What is the role of teachers in making your project a success?
We aim for a gender balance of 50-50 for girls and boys, and to attain that we only employ female faculty. Last year we had 7,700 teachers, this year we have 8,900, next year we plan to add six or seven hundred more. Our students have a 92% pass rate at the matriculation level, compared to 56% of children attending government schools. Almost half of our children are coming out with A and A+ grades, whereas the government percentage is about 25%. We have a central education team that looks after the curriculum and teacher training, and we have a quality assurance unit that actually visits and monitors schools and organises centralised exams. Every year we develop a training curriculum specific to the needs of the faculty. So even though they’re very remote, these schools are not left to fend for themselves.
What has been the impact of your schools on the wider community?
The villagers or slum dwellers see the school as a community centre, it is not just restricted to the children. We have also started an adult literacy programme for women. We have mentoring programmes. We offer clean water at almost 60% of our schools, the children drink that clean water and can also take it home. It’s a community development project now, and we work with non-profit partners. You can tackle so many other social issues through education.
What is your next goal?
We want to use our experience to improve government schools and the private school sector, which has grown exponentially in the last 15 years. There are 57 million out-of-school children in the world, but there are 250 million children who are illiterate and innumerate despite being in school because of the extremely poor quality of the teaching.
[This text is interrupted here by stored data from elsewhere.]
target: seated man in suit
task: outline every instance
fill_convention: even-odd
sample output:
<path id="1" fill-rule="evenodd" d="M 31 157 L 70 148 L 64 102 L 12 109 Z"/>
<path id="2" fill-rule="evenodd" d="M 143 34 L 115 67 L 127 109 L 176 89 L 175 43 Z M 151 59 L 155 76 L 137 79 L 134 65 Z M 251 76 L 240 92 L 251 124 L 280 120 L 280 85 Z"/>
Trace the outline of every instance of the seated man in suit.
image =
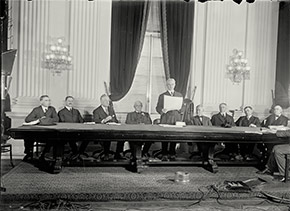
<path id="1" fill-rule="evenodd" d="M 150 118 L 150 115 L 147 112 L 142 111 L 142 102 L 141 101 L 136 101 L 134 103 L 134 109 L 135 111 L 128 113 L 126 117 L 126 124 L 152 124 L 152 120 Z M 131 143 L 130 142 L 130 147 L 133 149 L 134 144 L 138 143 Z M 146 141 L 142 150 L 142 157 L 144 160 L 148 160 L 149 156 L 149 149 L 151 146 L 151 142 Z M 134 150 L 132 150 L 134 152 Z M 136 155 L 133 155 L 133 157 Z"/>
<path id="2" fill-rule="evenodd" d="M 203 115 L 203 106 L 196 106 L 196 116 L 193 116 L 187 125 L 212 126 L 210 118 Z M 202 153 L 203 160 L 208 160 L 208 152 L 210 147 L 214 147 L 213 143 L 197 143 L 198 150 Z"/>
<path id="3" fill-rule="evenodd" d="M 71 123 L 84 122 L 79 110 L 73 108 L 73 104 L 74 98 L 72 96 L 67 96 L 65 98 L 65 107 L 58 112 L 60 122 L 71 122 Z M 78 155 L 78 147 L 76 144 L 76 140 L 69 141 L 69 145 L 72 150 L 71 159 L 74 159 Z"/>
<path id="4" fill-rule="evenodd" d="M 288 125 L 288 118 L 282 114 L 283 109 L 280 105 L 276 105 L 274 107 L 274 113 L 268 116 L 263 121 L 264 127 L 269 127 L 271 125 L 274 126 L 287 126 Z M 284 152 L 289 153 L 289 145 L 288 144 L 267 144 L 268 151 L 271 152 L 268 162 L 266 164 L 266 168 L 263 171 L 258 172 L 259 174 L 273 174 L 273 172 L 279 167 L 279 172 L 284 173 L 283 164 L 285 166 L 285 158 L 283 156 Z M 283 160 L 284 159 L 284 160 Z"/>
<path id="5" fill-rule="evenodd" d="M 48 95 L 42 95 L 40 97 L 40 106 L 34 108 L 30 114 L 25 118 L 25 122 L 33 122 L 35 121 L 36 124 L 41 125 L 51 125 L 55 122 L 58 122 L 58 116 L 55 111 L 55 108 L 50 106 L 50 98 Z M 32 158 L 33 155 L 33 143 L 37 140 L 24 140 L 24 153 L 26 154 L 23 158 L 24 161 L 27 161 Z M 41 157 L 44 157 L 47 149 L 44 149 L 42 152 Z"/>
<path id="6" fill-rule="evenodd" d="M 110 98 L 108 95 L 103 94 L 100 98 L 101 105 L 93 111 L 93 120 L 97 124 L 106 124 L 109 122 L 118 123 L 114 108 L 111 104 Z M 109 151 L 110 151 L 111 142 L 104 142 L 104 160 L 109 160 Z M 115 159 L 124 160 L 125 158 L 121 155 L 123 152 L 124 142 L 118 141 L 117 149 L 115 153 Z"/>
<path id="7" fill-rule="evenodd" d="M 274 107 L 274 112 L 268 116 L 264 121 L 262 126 L 269 127 L 271 125 L 284 125 L 287 126 L 288 118 L 282 114 L 283 109 L 280 105 Z"/>
<path id="8" fill-rule="evenodd" d="M 241 116 L 236 125 L 240 127 L 261 127 L 261 123 L 258 117 L 253 116 L 253 108 L 246 106 L 244 108 L 245 116 Z M 253 160 L 252 152 L 255 144 L 240 144 L 240 151 L 245 160 Z"/>
<path id="9" fill-rule="evenodd" d="M 215 114 L 211 117 L 211 123 L 213 126 L 218 126 L 218 127 L 232 127 L 235 126 L 235 121 L 234 118 L 230 115 L 227 114 L 227 104 L 226 103 L 221 103 L 219 105 L 219 113 Z M 220 150 L 223 151 L 223 145 L 219 145 Z M 230 154 L 232 158 L 234 158 L 235 153 L 237 152 L 237 145 L 236 144 L 226 144 L 225 145 L 225 153 Z M 217 154 L 218 152 L 216 152 Z"/>
<path id="10" fill-rule="evenodd" d="M 166 81 L 167 91 L 159 95 L 156 111 L 161 115 L 160 123 L 161 124 L 171 124 L 175 125 L 177 121 L 181 121 L 181 113 L 180 110 L 172 110 L 167 111 L 164 108 L 164 96 L 174 96 L 174 97 L 182 97 L 182 94 L 176 92 L 175 88 L 175 80 L 173 78 L 169 78 Z M 181 109 L 181 108 L 180 108 Z M 169 151 L 168 151 L 168 142 L 162 142 L 162 161 L 175 160 L 175 142 L 170 142 Z"/>
<path id="11" fill-rule="evenodd" d="M 285 175 L 285 154 L 290 153 L 290 144 L 278 144 L 273 147 L 272 153 L 267 162 L 266 168 L 263 171 L 258 171 L 258 174 L 273 175 L 276 170 L 280 176 Z M 289 171 L 289 169 L 287 169 Z M 281 181 L 284 181 L 283 178 Z"/>

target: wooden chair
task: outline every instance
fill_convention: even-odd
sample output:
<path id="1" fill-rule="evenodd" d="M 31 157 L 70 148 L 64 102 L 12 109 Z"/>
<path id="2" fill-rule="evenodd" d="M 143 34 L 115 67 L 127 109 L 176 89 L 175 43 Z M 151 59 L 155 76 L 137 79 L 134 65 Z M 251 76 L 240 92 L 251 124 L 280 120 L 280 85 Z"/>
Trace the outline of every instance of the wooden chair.
<path id="1" fill-rule="evenodd" d="M 10 165 L 14 168 L 13 159 L 12 159 L 12 145 L 8 143 L 1 144 L 1 153 L 9 152 L 10 154 Z"/>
We offer those schools a whole menu of services, from good books to teacher training, and we are also looking at radio and audio programmes for children who are out of school. Another option would be to entirely take over a government school, run it on behalf of the government by employing staff and by implementing all the points from our menu. Our aim is to reach 1.5 million children.
For which regions other than Pakistan would your model be most relevant?
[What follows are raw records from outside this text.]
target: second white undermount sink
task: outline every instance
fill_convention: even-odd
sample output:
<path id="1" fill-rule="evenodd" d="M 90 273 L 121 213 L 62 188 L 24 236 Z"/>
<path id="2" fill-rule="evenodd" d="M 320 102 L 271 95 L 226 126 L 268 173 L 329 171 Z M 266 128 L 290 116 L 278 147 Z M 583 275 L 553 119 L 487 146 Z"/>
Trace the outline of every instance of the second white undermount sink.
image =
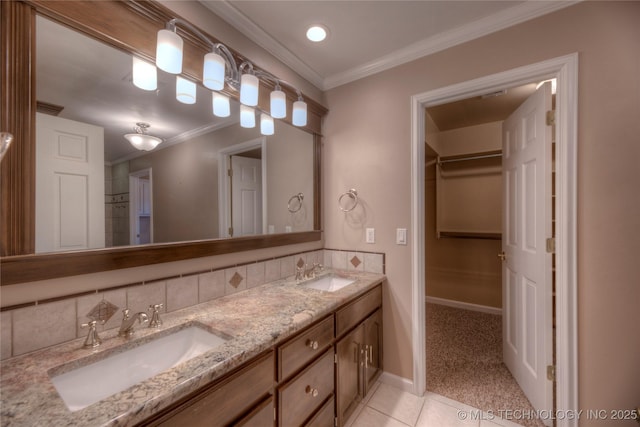
<path id="1" fill-rule="evenodd" d="M 52 376 L 70 411 L 78 411 L 219 347 L 227 339 L 197 326 Z"/>
<path id="2" fill-rule="evenodd" d="M 324 276 L 311 282 L 305 283 L 302 286 L 312 289 L 318 289 L 320 291 L 335 292 L 355 282 L 354 279 L 341 276 Z"/>

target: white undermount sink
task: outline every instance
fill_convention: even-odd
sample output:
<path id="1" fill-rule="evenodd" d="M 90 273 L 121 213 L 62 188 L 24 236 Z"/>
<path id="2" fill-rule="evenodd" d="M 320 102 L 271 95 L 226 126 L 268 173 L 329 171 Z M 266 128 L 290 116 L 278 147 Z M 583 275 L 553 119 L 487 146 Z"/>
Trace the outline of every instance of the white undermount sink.
<path id="1" fill-rule="evenodd" d="M 354 279 L 329 275 L 329 276 L 324 276 L 317 280 L 313 280 L 311 282 L 305 283 L 302 286 L 306 288 L 318 289 L 320 291 L 335 292 L 338 289 L 342 289 L 345 286 L 352 284 L 353 282 L 355 282 Z"/>
<path id="2" fill-rule="evenodd" d="M 113 354 L 98 362 L 51 377 L 72 412 L 178 366 L 222 345 L 226 338 L 189 326 Z"/>

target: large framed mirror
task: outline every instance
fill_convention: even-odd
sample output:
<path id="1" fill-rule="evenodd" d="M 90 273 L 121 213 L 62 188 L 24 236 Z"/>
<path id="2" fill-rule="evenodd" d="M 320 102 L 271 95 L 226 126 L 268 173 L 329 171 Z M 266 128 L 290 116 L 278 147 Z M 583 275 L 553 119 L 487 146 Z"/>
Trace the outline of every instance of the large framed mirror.
<path id="1" fill-rule="evenodd" d="M 320 240 L 326 110 L 306 99 L 305 128 L 276 121 L 275 134 L 262 136 L 239 126 L 232 91 L 232 114 L 219 119 L 201 86 L 195 105 L 176 102 L 174 76 L 159 73 L 156 91 L 134 87 L 132 57 L 152 59 L 155 33 L 173 17 L 153 2 L 3 2 L 3 61 L 11 67 L 2 67 L 2 129 L 16 141 L 0 170 L 2 285 Z M 206 47 L 183 37 L 184 74 L 198 80 Z M 261 92 L 268 98 L 268 87 Z M 162 139 L 152 151 L 124 138 L 143 122 Z M 72 181 L 53 188 L 56 180 L 42 172 L 46 150 L 38 141 L 64 126 L 70 135 L 98 129 L 99 189 Z M 75 153 L 72 140 L 66 147 Z M 234 196 L 244 185 L 232 184 L 243 175 L 228 172 L 234 167 L 261 178 L 251 184 L 250 203 L 234 201 L 248 194 Z M 61 191 L 92 196 L 93 232 L 73 215 L 65 229 L 80 232 L 61 232 L 52 215 L 60 209 L 52 195 Z"/>

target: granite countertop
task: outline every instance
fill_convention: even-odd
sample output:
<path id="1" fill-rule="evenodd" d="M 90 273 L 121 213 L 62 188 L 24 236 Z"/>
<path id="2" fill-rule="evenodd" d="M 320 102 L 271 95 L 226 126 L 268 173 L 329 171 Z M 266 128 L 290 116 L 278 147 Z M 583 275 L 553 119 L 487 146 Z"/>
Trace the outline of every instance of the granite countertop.
<path id="1" fill-rule="evenodd" d="M 83 349 L 84 338 L 14 357 L 0 364 L 2 426 L 130 426 L 169 406 L 244 362 L 284 341 L 346 301 L 381 283 L 382 274 L 327 270 L 356 279 L 336 292 L 306 288 L 284 279 L 193 307 L 165 313 L 160 329 L 140 327 L 132 339 L 118 330 L 101 332 L 102 345 Z M 71 412 L 50 381 L 88 365 L 167 335 L 198 325 L 229 338 L 220 347 L 110 396 Z M 95 379 L 96 387 L 100 378 Z"/>

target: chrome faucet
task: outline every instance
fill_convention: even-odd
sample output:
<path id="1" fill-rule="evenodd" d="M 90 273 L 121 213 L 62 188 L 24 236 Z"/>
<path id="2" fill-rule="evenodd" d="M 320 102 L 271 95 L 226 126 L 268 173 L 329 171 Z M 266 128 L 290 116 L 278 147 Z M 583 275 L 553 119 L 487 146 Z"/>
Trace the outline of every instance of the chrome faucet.
<path id="1" fill-rule="evenodd" d="M 316 274 L 320 273 L 322 271 L 322 265 L 318 264 L 317 262 L 314 262 L 313 265 L 311 267 L 309 267 L 309 265 L 305 265 L 305 269 L 304 269 L 304 277 L 305 279 L 313 279 L 316 277 Z"/>
<path id="2" fill-rule="evenodd" d="M 122 325 L 120 325 L 120 332 L 118 332 L 118 336 L 129 338 L 133 335 L 133 325 L 136 320 L 139 323 L 146 323 L 149 320 L 149 316 L 147 313 L 139 312 L 134 314 L 133 316 L 129 316 L 129 309 L 125 308 L 122 310 Z"/>

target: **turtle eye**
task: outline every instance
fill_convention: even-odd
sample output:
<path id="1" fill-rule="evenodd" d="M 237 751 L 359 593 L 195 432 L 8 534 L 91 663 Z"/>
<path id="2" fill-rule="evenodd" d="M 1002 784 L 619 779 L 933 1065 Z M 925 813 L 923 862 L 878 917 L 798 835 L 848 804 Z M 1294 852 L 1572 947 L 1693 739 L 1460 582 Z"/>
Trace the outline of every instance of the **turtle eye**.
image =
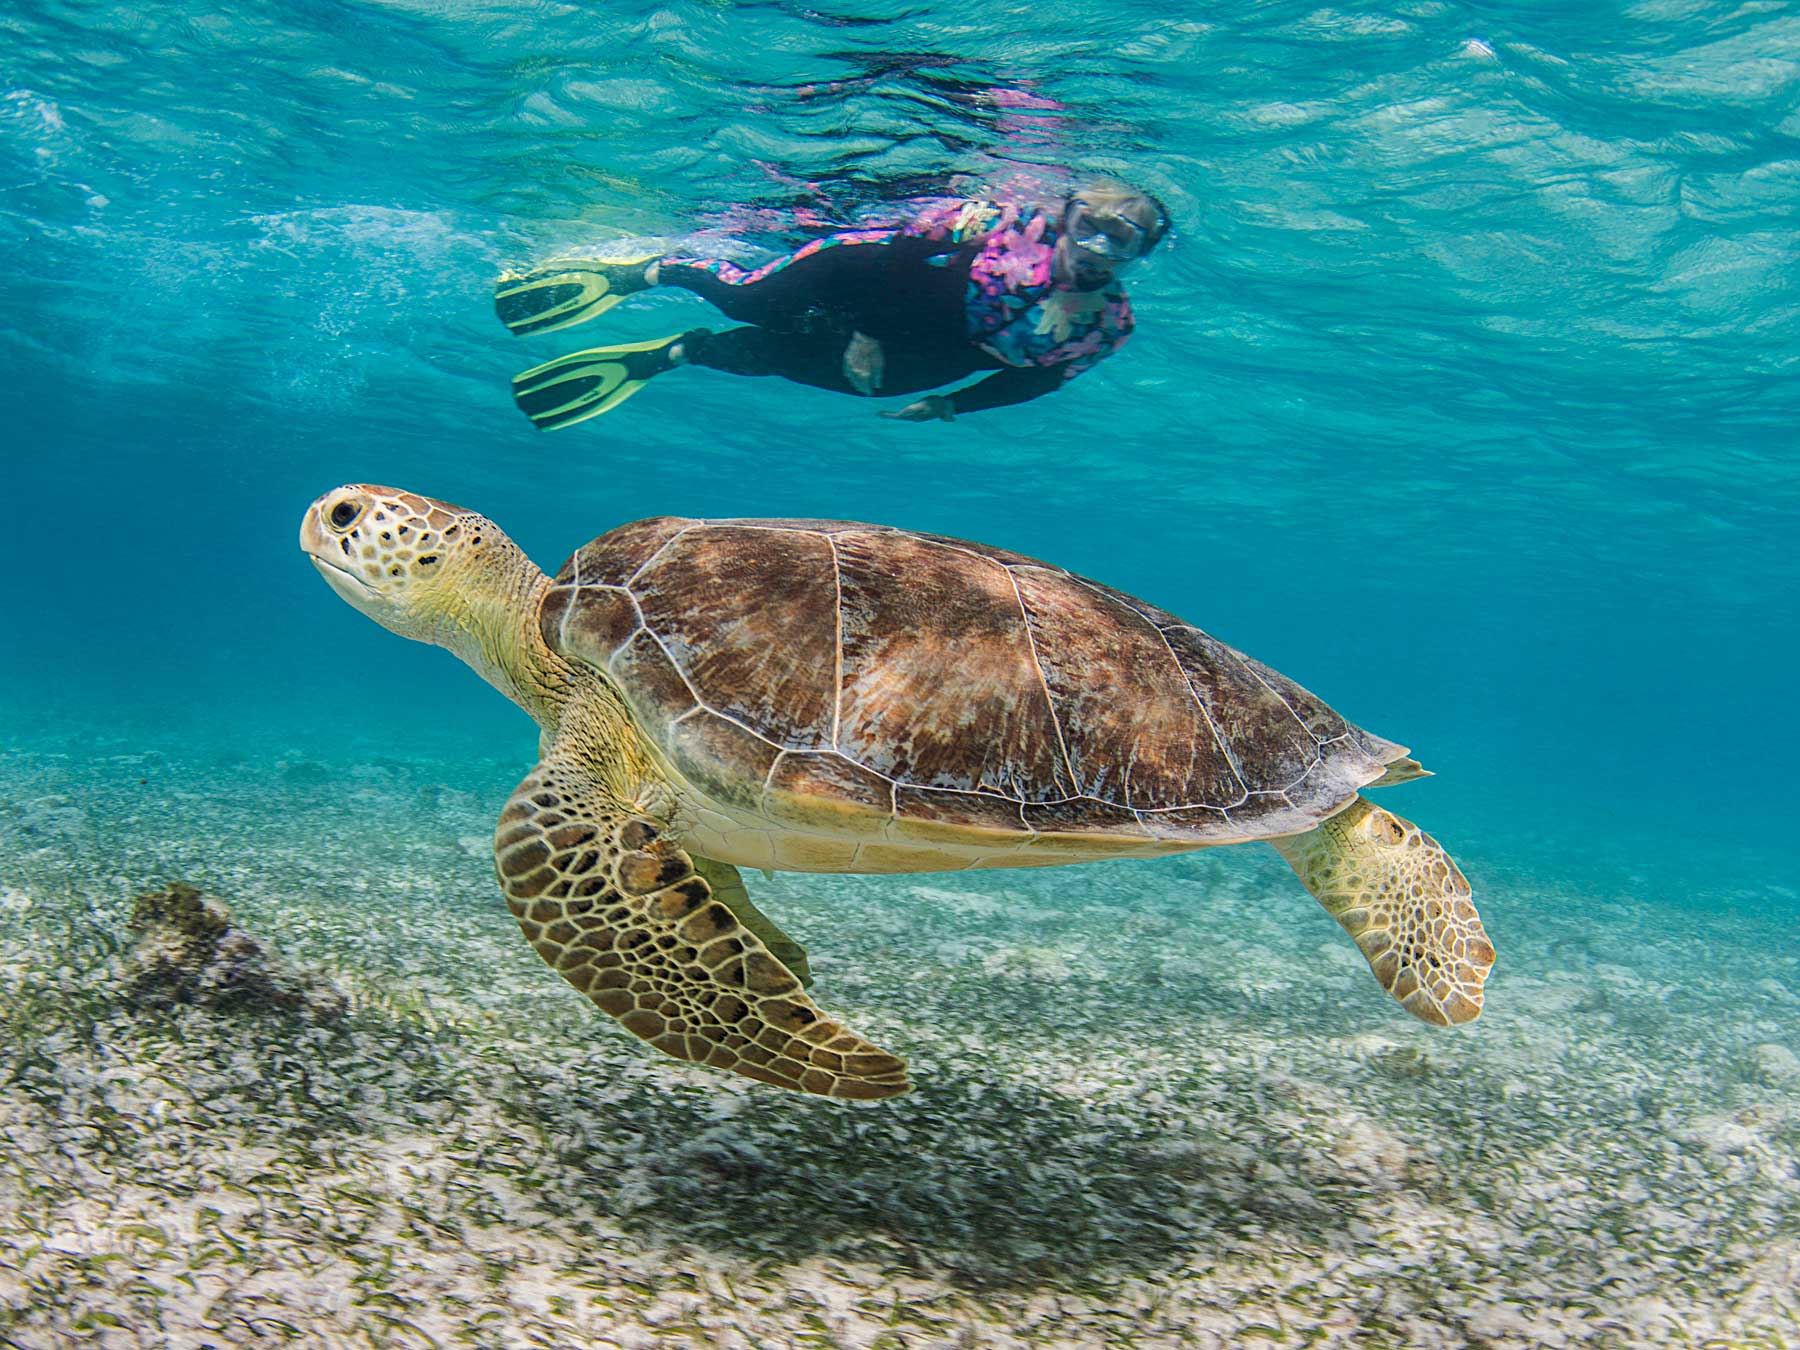
<path id="1" fill-rule="evenodd" d="M 347 530 L 350 528 L 351 522 L 361 514 L 362 507 L 346 497 L 331 508 L 331 524 L 335 529 Z"/>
South Asia would be the starting point, anywhere in Bangladesh, Nepal, India. Not Sri Lanka, because they are so far advanced in their educational endeavours. And I would say even Africa, but there we would need to do a lot more work in terms of implementation and translation. Our model works best where there is some security. For example, one of the issues in conflict areas can be finding faculty. We have not opened any schools in the north of Pakistan because of the conflict with the Taliban. We cannot find female teachers there.
What is your advice for someone starting a similar project?
The first step would be to come to Pakistan, spend some time with us on the ground and see how the system works. We offer teacher training and are also developing a product called “TCF In A Box”, with all kinds of information on how to run a school. Finally, we are working on radio or audio education. So these are the three products we could export. My other advice would be to really listen to the people on the ground and adapt the model to suit them. Every child anywhere in the world should have a proper chance to go to school.